Skimming words across her journal like she’s stone-skipping pebbles across a pond, an unnamed narrator lives, claiming to be an atheist, in a small abbey of Catholic nuns in New South Wales. But her story doesn’t have a pond. Instead, her undated journal entries offer boulder-sized questions about life's purpose. She enters the abbey not to believe, but to burn—to be reduced, atom by atom, until something incorruptible becomes her stone of truth.
In Charlotte Wood’s latest novel, Stone Yard Devotional, the setting is a parched, dusty religious retreat on the Monaro Plains. Aside from the narrator, no one has come to the retreat in years. One day, she returned for a fifth weekend visit and simply stayed. The story of this prayer community is stylized by the bone-dry elegance of Wood’s language. “We’ve done it deliberately; made ourselves foreign to ordinary life.” There’s no lushness here. Wood writes like a nun might pray—with precision, with silence, with a refusal to explain.
Wood’s language is austere and restrained, giving the reader a liminal spaciousness for contemplation. As a literary device, the journal form—undated and recursive—alters the reader’s sense of time and self. The narrator’s flashback memories scratch at our own: bullying in the schoolyard, feeling inadequate compared to parents, siblings, or peers.
Almost without noticing, we become submerged in the narrator’s three trials—or one might say, visitations. These trials begin with the return of Sister Jenny’s remains, many years after she was murdered in Thailand while working at a women's shelter. Accompanying the remains is Sister Helen Parry, now a celebrated climate activist. But the narrator recognizes Sister Helen as the girl she and her classmates once bullied for being poor and fatherless, often abandoned for weeks by her mother. And finally, the abbey is overrun by a plague of mice—an ancient omen turned calamity.

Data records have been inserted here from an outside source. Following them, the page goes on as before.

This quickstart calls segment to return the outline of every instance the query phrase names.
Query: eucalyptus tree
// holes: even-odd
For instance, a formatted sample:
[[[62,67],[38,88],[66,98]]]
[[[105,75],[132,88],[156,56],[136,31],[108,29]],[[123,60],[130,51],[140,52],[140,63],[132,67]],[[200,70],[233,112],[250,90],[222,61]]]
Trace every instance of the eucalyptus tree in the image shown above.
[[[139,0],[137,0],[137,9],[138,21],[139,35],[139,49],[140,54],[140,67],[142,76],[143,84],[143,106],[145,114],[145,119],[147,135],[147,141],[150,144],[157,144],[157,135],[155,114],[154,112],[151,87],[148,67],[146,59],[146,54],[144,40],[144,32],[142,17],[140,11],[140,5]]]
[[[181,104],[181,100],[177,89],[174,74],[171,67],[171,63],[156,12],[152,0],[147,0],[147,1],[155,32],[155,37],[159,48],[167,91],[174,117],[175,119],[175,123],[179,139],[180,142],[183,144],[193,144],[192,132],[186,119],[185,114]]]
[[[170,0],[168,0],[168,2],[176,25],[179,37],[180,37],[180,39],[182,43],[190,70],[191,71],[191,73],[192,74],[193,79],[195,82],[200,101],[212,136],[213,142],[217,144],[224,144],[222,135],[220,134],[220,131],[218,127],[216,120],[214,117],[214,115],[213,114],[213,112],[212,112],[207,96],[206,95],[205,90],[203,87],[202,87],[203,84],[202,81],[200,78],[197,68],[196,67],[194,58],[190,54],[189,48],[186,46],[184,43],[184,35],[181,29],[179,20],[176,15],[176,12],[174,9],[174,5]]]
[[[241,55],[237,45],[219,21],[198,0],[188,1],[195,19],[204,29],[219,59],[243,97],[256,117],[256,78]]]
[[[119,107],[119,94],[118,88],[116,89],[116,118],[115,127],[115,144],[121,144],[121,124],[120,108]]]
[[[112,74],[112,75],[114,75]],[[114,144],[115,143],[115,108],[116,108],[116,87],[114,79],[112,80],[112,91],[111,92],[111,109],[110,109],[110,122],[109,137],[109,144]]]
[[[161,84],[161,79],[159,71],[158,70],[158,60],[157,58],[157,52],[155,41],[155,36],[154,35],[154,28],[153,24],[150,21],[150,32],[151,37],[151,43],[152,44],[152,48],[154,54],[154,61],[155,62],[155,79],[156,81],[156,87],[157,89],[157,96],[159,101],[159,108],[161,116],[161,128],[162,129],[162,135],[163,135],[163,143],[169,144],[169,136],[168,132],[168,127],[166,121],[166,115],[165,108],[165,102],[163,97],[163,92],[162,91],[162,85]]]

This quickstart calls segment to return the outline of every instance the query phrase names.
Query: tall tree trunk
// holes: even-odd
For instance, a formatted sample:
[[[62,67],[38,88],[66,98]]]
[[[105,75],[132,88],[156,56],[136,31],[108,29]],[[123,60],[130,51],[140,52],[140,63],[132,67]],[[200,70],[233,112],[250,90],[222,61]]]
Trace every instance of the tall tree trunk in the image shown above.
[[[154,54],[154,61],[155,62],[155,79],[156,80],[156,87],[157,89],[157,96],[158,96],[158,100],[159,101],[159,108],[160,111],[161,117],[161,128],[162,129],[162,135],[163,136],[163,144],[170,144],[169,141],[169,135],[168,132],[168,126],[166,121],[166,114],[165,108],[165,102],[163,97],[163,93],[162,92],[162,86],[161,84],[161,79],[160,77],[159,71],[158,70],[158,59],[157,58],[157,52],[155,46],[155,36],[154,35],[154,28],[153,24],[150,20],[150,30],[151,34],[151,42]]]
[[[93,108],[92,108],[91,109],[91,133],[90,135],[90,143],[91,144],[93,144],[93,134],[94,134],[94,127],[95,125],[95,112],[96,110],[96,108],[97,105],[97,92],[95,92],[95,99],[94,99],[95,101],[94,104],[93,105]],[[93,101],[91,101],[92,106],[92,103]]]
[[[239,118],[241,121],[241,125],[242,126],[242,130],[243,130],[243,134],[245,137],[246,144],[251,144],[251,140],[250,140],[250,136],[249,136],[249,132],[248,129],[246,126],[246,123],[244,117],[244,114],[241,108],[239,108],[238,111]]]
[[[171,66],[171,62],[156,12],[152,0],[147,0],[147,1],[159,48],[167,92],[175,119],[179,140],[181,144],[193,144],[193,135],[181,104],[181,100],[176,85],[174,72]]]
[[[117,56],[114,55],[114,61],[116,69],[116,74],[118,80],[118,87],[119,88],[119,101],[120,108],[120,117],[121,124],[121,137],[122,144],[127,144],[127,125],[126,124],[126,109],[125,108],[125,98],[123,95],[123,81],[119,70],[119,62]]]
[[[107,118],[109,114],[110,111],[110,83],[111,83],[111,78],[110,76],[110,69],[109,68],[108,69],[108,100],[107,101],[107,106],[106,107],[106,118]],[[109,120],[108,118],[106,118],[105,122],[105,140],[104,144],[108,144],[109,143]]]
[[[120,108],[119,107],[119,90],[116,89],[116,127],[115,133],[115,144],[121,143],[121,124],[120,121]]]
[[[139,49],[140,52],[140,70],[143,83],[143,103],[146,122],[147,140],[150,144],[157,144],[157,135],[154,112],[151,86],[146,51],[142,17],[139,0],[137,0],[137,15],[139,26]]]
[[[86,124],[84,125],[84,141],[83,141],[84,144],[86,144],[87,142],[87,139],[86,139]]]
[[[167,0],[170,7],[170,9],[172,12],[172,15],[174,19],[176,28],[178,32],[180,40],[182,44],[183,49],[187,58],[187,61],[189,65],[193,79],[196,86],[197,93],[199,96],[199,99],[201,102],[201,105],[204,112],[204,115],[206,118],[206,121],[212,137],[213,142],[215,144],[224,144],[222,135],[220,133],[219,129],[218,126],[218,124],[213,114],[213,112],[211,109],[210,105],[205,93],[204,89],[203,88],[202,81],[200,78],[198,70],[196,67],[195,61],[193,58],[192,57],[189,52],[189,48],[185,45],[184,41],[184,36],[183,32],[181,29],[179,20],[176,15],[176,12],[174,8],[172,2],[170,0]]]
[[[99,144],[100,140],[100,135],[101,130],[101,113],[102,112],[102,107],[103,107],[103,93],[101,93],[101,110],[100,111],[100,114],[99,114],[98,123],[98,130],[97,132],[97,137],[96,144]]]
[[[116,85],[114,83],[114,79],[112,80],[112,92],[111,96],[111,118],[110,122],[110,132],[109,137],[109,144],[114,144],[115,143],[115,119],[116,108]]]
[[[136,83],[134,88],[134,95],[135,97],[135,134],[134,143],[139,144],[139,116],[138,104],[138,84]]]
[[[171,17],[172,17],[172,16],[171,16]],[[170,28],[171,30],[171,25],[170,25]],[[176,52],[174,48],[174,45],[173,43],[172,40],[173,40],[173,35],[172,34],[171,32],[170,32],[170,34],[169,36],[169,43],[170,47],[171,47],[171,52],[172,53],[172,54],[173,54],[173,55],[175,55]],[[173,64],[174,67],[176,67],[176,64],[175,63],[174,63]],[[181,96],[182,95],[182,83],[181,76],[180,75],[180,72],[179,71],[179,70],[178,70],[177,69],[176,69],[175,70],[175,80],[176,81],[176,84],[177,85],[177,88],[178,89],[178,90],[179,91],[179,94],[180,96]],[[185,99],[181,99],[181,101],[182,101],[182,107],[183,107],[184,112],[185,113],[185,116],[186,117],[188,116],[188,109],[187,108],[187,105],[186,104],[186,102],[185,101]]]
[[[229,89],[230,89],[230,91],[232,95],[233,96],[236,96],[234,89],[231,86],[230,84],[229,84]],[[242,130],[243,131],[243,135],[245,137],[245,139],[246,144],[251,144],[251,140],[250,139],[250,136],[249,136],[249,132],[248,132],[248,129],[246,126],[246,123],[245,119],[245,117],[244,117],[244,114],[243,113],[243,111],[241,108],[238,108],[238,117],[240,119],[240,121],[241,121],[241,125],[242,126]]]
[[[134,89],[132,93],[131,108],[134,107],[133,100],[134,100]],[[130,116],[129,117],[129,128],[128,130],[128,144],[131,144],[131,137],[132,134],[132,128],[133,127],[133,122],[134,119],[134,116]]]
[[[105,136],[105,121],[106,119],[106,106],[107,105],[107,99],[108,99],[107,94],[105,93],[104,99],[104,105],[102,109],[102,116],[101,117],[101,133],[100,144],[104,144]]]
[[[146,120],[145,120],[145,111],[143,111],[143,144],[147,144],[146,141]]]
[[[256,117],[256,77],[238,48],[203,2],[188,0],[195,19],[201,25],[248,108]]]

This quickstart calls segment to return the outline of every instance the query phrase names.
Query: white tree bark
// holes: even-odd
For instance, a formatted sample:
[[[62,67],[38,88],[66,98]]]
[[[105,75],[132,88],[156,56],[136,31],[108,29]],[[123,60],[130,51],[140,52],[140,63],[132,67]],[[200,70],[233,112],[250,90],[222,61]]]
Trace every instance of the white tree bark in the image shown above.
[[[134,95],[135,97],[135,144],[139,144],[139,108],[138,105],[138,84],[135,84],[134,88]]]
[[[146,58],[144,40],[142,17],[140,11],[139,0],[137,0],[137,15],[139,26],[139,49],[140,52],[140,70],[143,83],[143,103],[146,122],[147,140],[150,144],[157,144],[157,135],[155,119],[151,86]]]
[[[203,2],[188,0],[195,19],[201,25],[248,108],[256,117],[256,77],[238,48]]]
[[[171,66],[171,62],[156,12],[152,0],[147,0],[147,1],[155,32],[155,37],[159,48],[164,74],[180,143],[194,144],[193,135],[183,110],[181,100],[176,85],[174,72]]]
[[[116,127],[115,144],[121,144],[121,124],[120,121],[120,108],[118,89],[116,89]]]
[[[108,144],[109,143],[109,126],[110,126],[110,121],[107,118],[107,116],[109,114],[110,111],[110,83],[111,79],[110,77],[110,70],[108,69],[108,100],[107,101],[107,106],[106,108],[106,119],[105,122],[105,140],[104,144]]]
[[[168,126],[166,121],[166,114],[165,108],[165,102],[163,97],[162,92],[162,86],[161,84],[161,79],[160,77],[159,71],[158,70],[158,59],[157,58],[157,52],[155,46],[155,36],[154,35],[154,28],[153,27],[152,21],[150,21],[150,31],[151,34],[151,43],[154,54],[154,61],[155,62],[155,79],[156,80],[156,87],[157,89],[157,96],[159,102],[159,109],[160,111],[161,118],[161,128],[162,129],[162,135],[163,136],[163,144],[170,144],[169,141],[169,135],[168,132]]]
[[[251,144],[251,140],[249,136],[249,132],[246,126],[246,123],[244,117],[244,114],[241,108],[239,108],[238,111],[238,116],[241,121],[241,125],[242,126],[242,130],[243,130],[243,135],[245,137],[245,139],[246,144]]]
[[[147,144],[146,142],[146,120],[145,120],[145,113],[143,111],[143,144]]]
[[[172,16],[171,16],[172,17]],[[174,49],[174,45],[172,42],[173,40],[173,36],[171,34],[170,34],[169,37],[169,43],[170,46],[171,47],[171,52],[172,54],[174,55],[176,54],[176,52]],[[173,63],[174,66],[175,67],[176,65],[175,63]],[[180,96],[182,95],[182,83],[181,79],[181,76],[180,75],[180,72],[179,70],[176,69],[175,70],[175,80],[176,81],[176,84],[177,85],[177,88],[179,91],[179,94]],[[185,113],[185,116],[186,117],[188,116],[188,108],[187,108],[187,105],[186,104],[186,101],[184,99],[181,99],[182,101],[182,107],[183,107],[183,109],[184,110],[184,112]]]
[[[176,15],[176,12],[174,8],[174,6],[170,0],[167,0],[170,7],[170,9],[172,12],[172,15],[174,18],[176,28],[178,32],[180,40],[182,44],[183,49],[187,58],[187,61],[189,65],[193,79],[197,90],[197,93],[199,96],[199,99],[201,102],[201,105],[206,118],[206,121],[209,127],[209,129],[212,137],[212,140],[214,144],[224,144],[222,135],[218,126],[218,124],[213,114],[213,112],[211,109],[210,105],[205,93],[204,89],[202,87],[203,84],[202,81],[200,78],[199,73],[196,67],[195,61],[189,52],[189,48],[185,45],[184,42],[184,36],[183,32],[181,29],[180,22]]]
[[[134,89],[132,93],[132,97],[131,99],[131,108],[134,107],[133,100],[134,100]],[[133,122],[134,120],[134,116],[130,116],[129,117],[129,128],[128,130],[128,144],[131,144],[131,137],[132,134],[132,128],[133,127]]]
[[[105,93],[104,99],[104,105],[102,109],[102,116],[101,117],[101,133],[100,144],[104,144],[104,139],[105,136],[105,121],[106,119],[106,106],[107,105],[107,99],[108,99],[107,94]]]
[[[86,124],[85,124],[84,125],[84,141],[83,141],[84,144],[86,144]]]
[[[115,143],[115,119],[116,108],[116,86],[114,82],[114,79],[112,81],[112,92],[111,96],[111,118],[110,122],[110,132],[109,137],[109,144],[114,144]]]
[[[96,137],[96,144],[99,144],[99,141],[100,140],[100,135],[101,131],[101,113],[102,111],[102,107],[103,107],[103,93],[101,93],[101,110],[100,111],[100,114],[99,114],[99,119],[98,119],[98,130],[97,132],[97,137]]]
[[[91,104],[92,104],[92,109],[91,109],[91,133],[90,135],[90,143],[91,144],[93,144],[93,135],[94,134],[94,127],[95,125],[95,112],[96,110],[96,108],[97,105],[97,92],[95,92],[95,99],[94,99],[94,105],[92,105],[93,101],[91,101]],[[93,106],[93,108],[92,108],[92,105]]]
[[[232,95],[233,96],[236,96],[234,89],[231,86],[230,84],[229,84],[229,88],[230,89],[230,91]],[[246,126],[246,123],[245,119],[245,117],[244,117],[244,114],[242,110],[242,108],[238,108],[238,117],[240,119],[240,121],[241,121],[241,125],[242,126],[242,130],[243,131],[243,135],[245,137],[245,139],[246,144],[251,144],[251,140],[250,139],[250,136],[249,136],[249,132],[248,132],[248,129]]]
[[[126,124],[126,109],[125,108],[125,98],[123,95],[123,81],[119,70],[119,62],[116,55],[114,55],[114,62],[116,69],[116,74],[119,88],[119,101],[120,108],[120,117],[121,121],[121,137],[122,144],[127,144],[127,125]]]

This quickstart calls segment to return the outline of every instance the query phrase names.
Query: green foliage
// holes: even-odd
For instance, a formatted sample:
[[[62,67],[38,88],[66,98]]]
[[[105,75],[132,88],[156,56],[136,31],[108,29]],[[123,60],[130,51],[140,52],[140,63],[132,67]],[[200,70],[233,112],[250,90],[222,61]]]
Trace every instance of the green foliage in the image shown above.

These trials don’t deliver epiphanies. There’s no radiant transformation, no singular moment when the narrator emerges healed. Yet, it is not only the narrator who needs healing—it is us, the readers, who must face the senseless violence, cruelty, and environmental collapse of our world. We’re living the “plague of mice,” and the only transformational path is to learn how to go within ourselves for the answers to why we’re here and what we value as part of a global community.
If the narrator is a hidden alchemist, her materials are not gold and salt but grief, silence, and spiritual fatigue. The abbey becomes her crucible, and the slow, circling journal entries are the fire beneath it. In refusing narrative resolution, Charlotte Wood grants the reader something rarer still: the freedom to dwell inside the devotional without demanding doctrine.
This is not a novel that answers; it accompanies. It lingers beside your uncertainties. Like the Moon—whose phases frame the book’s energy—it waxes, wanes, disappears, and returns. In the end, we are left not with clarity, but with a deeper attention. And that, too, is a sacred thing.
Keep journaling!
Wow, this is so rich - the stones, and Charlotte's apt name, just shimmer. I will dive in again. I love how you keep finding new ways to unearth hidden alchemy. This one is special and timely.